Tampoco perdió mucho de su precioso -aunque haya que reconocer ahora que muy cuantioso- tiempo en rebatir las acusaciones tan fáciles sobre el supuesto carácter "fascistoide" de su obra, siempre hechas por esos bienaventurados que todo lo leen lejos en tiempo y espacio y dictan con tanta ignorancia como arrogancia sus sentencias sobre épocas de las que no tienen ni la más remota idea. Jünger fue mucho más que un escritor de obra prolífica. Fue un pensador y un científico, fue un descubridor y un escudriñador de la historia, del mundo visible y pensable. Hay que pensar en otros dos grandes alemanes, Alexander von Humboldt y Goethe, cuando se pasa revista a la ingente y pluralísima obra de este hombre de letras que no leía periódicos y tenía una de las más magníficas colecciones del mundo de escarabajos y otros insectos.

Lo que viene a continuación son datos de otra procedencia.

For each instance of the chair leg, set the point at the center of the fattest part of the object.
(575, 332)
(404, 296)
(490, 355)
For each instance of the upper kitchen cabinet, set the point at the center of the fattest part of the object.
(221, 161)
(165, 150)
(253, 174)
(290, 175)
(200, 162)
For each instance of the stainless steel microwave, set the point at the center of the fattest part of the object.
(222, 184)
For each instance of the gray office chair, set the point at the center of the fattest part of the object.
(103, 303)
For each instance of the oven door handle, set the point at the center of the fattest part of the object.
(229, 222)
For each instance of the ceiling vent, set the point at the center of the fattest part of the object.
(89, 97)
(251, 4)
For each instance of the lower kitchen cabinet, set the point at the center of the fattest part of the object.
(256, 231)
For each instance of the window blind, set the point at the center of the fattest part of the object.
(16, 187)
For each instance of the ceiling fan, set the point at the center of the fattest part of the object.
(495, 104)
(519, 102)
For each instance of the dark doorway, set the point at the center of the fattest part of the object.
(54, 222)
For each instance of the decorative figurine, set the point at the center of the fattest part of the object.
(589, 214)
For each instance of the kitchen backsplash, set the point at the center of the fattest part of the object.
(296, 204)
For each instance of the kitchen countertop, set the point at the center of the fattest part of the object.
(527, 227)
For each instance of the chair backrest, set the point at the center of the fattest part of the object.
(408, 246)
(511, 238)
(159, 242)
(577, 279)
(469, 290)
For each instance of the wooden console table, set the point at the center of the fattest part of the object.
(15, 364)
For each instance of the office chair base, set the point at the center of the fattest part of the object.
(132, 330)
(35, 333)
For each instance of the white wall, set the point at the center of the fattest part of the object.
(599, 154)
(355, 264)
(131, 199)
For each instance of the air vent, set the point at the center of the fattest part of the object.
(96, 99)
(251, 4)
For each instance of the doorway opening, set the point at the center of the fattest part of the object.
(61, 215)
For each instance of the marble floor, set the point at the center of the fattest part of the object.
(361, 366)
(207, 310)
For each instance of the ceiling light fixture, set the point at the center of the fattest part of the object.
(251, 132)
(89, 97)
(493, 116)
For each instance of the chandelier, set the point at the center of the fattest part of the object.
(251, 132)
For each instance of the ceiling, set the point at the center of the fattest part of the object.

Pero además de la longevidad Jünger se ha permitido el inmenso lujo y la no menor osadía de pasearse por este siglo hasta el final con una lucidez que podía hacer ruborizarse a alguno de los más listos y cultos de profesión y ostentación, aquí en España y en cualquier punto del globo. En la cena que compartimos en el restaurante Horizontal de los montes escurialenses, y mientras encendía un cigarro Dunhill y bebía vino de Rioja, el centenario comentaba algunas conversaciones con Heidegger y Spengler, y en alguna ocasión se permitía dar la fecha exacta de las susodichas charlas. Hasta hace muy poco ha viajado desde su residencia habitualen Wilfingen, en Suabia, ha nadado, andado en bicicleta y se ha dedicado con pasión a su jardín, ese gozo que con frecuencia descubren los hombres sabios.
Otros hablarán de su ingente obra, escrita además en un alemán bellísimo. Este hombre será sin duda denostado por algunos episodios de su pasado, como su juventud guerrera o por la indiferencia que le producían tragedias personales que consideraba parte inseparable del devenir de la historia y del cosmos. Siempre pensó un poco o un mucho más que los demás, tuvo una intuición genial para prever las monstruosidades de este siglo, y se ha despedido con la mayor conquista que puede alcanzar un humano al final de su vida, el don que le acerca definitivamente a los dioses, dicen algunos. Es ni más ni menos que la certeza de que se ha luchado con éxito con el tiempo. Y eso es, ni más ni menos, que la serenidad.